Cerca de 4.200.000 turistas entraron en España el año último. Y aunque no todos lo fueron en turismo de fondo —hay que incluir el turismo de tránsito y el breve turismo de toma y daca, que más que turismo de arte es turismo de compra, y que quedó graciosa y amablemente definido ya como la "operación gabardina"—, es lo cierto que cuentan mucho para la economía nacional y para el buen prestigio nacional esos cuatro millones largos de extranjeros que a la hora de elegir los sitios de placer y de descanso sintieron la llamada de lo español. Y descendiendo a la prosa, que es tan necesaria como la poesía, se puede contar con que unos con otros—los turistas "en íirme" son tres veces más que los volanderos y fugaces—gastaron sus tres mil pesetas por barba, lo que hace una entrada de divisas cuya contrapartida en pesetas rebasa con mucho los doce mil millones.

Es cierto, sin embargo, que esa dulce y generosa invasión que disfrutan los países como España, superdotados de clima, de arte, de paisaje, de hidalguía y de belleza, ha experimentado, por lo que a nuestro país se refiere, una tan visible y poderosa multiplicación, que en sólo ocho años casi .se ha cuadruplicado. Pero no es menos cierto también que la partida del turismo ha llegado a ser para algunos países la principal de su balanza invisible de pagos. Francia figura entre las naciones más favorecidas, e Italia no le va a la zaga. Pero Francia e Italia—por no hablar más que de las más semejantes en arte y en geografía a España—gastan cantidades ingentes en hacer la propaganda de sus atractivos, que va desde el paisaje al confort, desde el arte a la cocina, porque tiene su importancia que el turista sepa previamente dónde se conserva el mejor estilo francés de los "maitre-coqs" y de los "cordón bleu".

¿Cuánto gasta España sn hacer una intensa y bien organizada propaganda de sus excelencias turísticas en el extranjero? No lo sabemos, y casi lo preferimos, porque es posible que descubriéramos que seguía teniendo vigencia el tópico de que "el buen turismo en el arca se vende". Algunas veces hemos pensado en el negocio fabuloso que representaría hacer en Estados Unidos una siembra inteligente de "slogans" sobre los impagables encantos que ofrece una visita a España. Tendría tal efecto multiplicador, que los 346.000 norteamericanos que nos visitaron el año pasado rebasarían muy fácilmente los tres cuartos de millón. Y otro tanto podría decirse de los 1.700.000 franceses que lo hicieron en el mismo período, o de los 501.000 ingleses, los 283.000 portugueses o los 224.000 alemanes.

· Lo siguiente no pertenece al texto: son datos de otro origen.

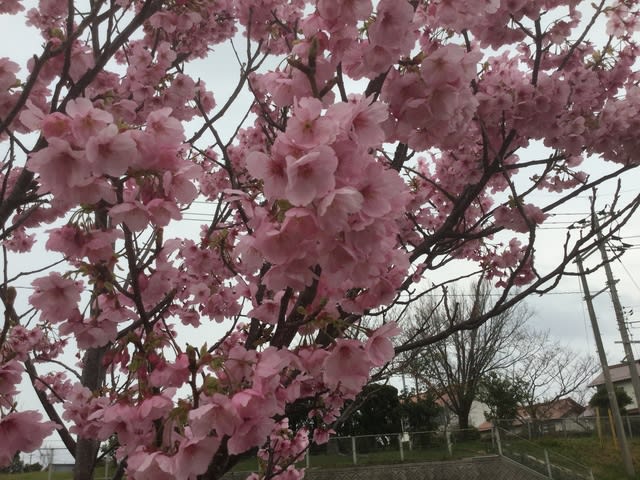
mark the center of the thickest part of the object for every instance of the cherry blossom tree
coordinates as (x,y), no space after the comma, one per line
(383,141)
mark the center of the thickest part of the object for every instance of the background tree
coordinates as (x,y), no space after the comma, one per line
(388,141)
(551,371)
(420,413)
(503,396)
(455,367)
(378,411)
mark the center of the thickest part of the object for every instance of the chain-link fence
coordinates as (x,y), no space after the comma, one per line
(571,427)
(399,447)
(538,458)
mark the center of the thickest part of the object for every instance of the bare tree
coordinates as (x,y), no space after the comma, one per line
(550,372)
(454,367)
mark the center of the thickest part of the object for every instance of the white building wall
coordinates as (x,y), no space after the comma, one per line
(476,415)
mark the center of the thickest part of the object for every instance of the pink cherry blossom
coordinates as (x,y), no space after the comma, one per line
(22,432)
(310,176)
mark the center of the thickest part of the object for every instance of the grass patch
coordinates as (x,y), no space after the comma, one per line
(603,458)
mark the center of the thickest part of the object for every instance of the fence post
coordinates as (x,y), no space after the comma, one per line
(353,451)
(546,459)
(497,435)
(50,469)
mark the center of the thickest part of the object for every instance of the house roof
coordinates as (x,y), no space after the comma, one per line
(561,408)
(619,373)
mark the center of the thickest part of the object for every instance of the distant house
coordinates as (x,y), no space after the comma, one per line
(561,415)
(621,377)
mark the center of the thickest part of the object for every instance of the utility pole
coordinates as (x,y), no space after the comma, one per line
(617,307)
(615,410)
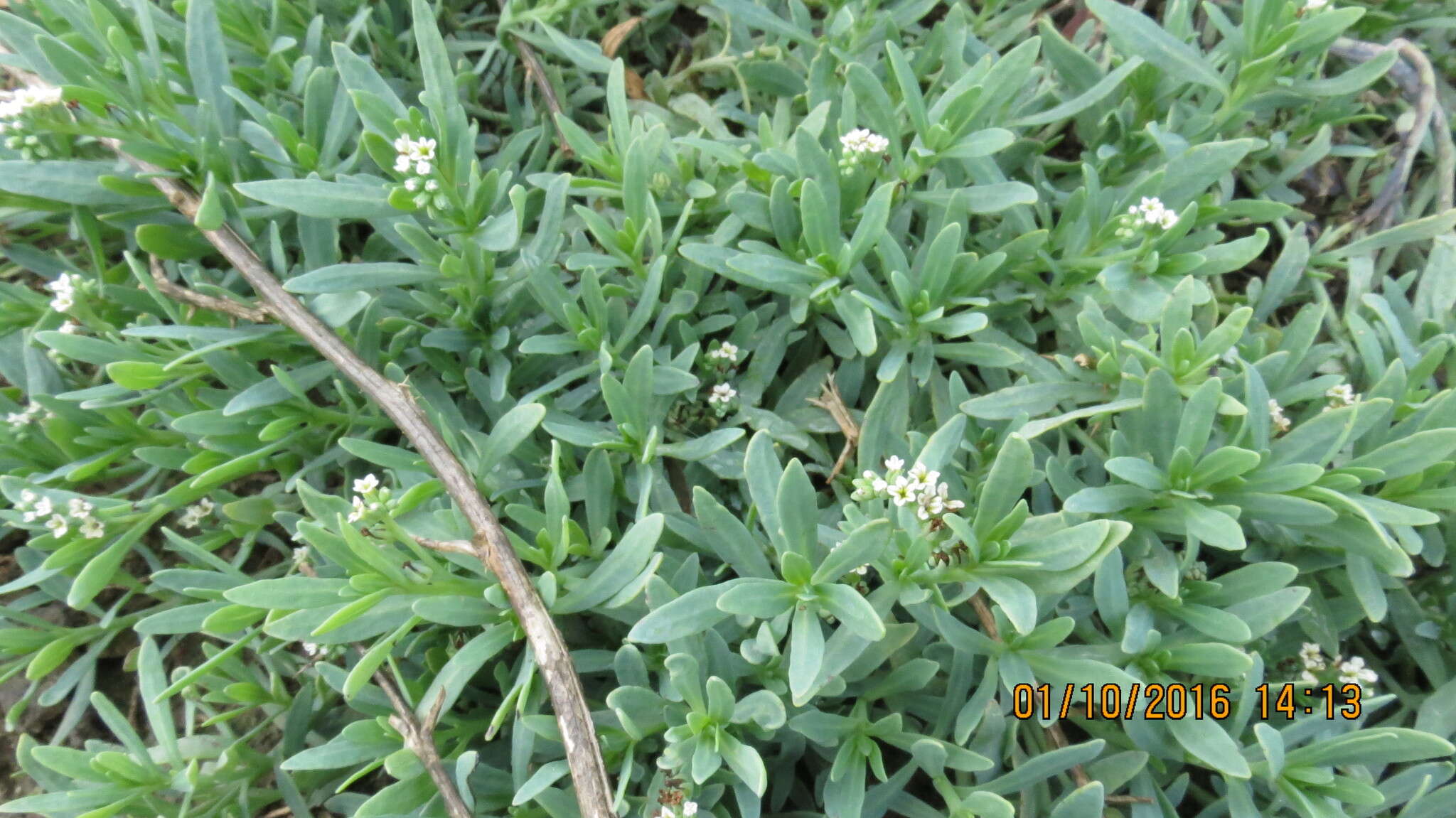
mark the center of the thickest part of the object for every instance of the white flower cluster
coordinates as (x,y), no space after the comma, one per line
(14,104)
(194,514)
(1340,395)
(77,512)
(1351,672)
(725,351)
(1278,416)
(14,108)
(918,487)
(31,414)
(65,289)
(1354,672)
(719,365)
(369,498)
(860,144)
(1149,213)
(417,158)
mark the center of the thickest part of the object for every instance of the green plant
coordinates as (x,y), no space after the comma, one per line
(1138,343)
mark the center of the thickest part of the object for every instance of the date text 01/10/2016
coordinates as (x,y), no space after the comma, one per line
(1181,702)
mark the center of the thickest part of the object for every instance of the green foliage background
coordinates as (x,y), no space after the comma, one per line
(1097,393)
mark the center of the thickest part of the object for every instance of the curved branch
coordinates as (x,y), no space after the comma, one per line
(1414,76)
(490,542)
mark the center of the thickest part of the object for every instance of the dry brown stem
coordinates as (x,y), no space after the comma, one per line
(832,402)
(1053,731)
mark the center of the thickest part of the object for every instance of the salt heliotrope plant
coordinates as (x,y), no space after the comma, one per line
(1135,325)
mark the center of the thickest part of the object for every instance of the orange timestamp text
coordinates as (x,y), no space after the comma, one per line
(1154,702)
(1113,702)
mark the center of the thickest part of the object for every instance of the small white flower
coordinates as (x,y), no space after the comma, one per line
(57,526)
(360,510)
(1312,657)
(931,505)
(725,353)
(194,514)
(1354,672)
(422,149)
(864,141)
(65,289)
(1278,416)
(901,491)
(38,511)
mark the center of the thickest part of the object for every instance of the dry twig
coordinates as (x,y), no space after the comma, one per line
(490,543)
(1053,731)
(419,738)
(537,75)
(1414,76)
(178,293)
(832,402)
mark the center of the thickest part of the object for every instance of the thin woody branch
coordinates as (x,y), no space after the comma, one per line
(488,543)
(832,402)
(1414,76)
(1079,775)
(178,293)
(537,75)
(419,736)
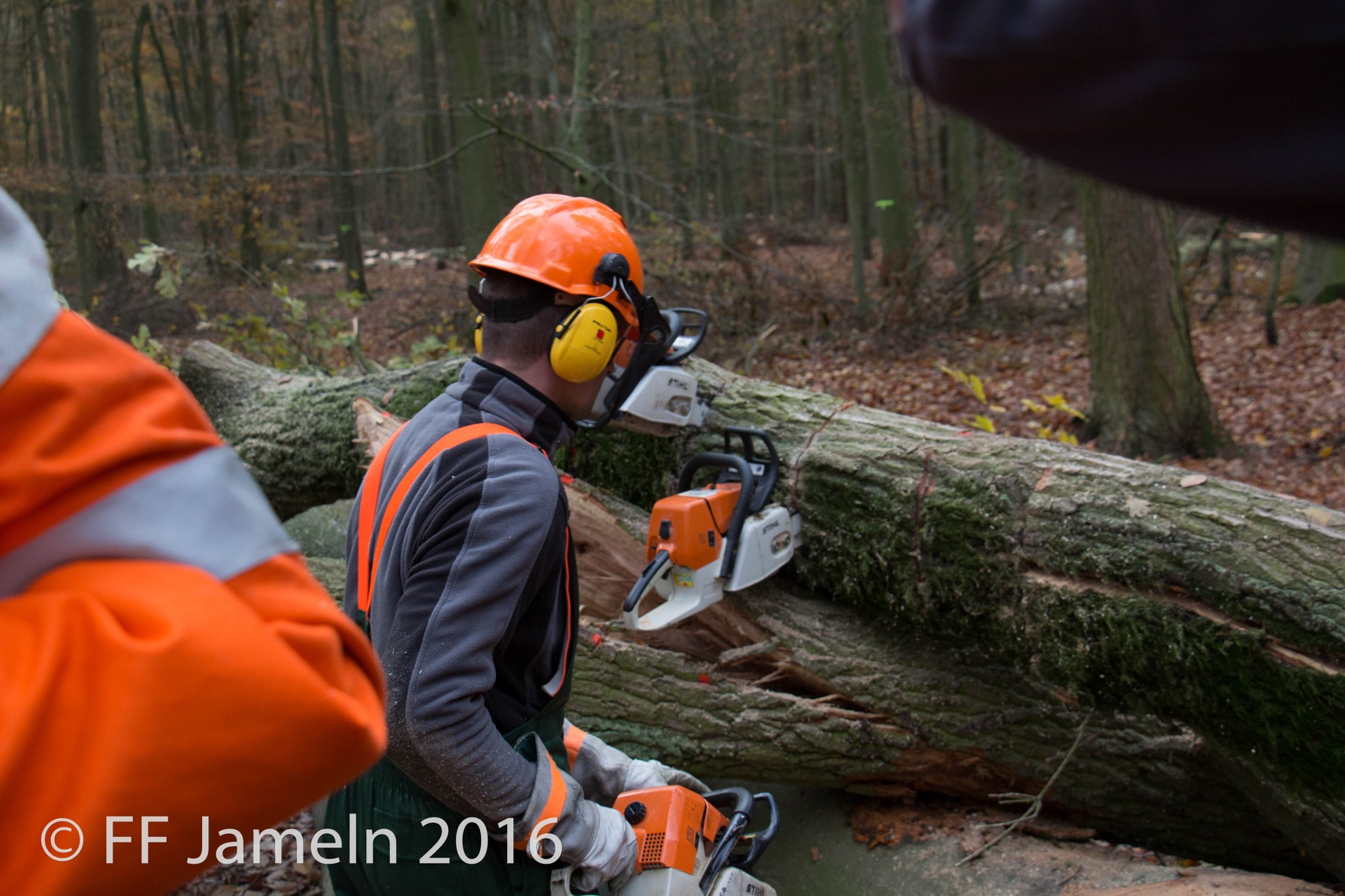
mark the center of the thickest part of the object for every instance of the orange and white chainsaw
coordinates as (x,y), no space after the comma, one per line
(716,538)
(692,845)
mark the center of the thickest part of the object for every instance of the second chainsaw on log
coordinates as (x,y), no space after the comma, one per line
(716,538)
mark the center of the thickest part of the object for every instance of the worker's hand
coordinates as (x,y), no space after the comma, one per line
(605,773)
(656,774)
(600,845)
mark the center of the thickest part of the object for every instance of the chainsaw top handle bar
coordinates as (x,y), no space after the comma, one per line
(740,510)
(764,482)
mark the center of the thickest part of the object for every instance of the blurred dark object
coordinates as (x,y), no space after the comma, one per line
(1233,105)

Es necesario que en lo que toca al turismo no siga primando, aunque sea éste un aspecto importantísimo, el puramente político, el que pone ante los ojos de más de cuatro millones de personas la paz, el sosiego, el trabajo y la felicidad de un pueblo, que es ya un islote dotado de estas maravillosas y codiciadas características en un mar mundial de borrascas, amenazas y peligros. El turismo tiene también su vertiente económica, que no puede olvidarse ni desconocerse. Es la exportación "fob" de arte y de belleza, de sol y de paisaje, de hospitalidad y de cultura. Productos todos de la más pura "artesapía" española, que para colmo de ventajas no necesita de materias primas que haya que importar del extranjéro, porque las fuentes inagotables de todo ello las tenemos dentro del país. Sólo hace falta hacer fuera una Intensa propaganda, en la seguridad de que los gastos que se hagan serán generosamente multiplicados y recogidos por la economía nacional.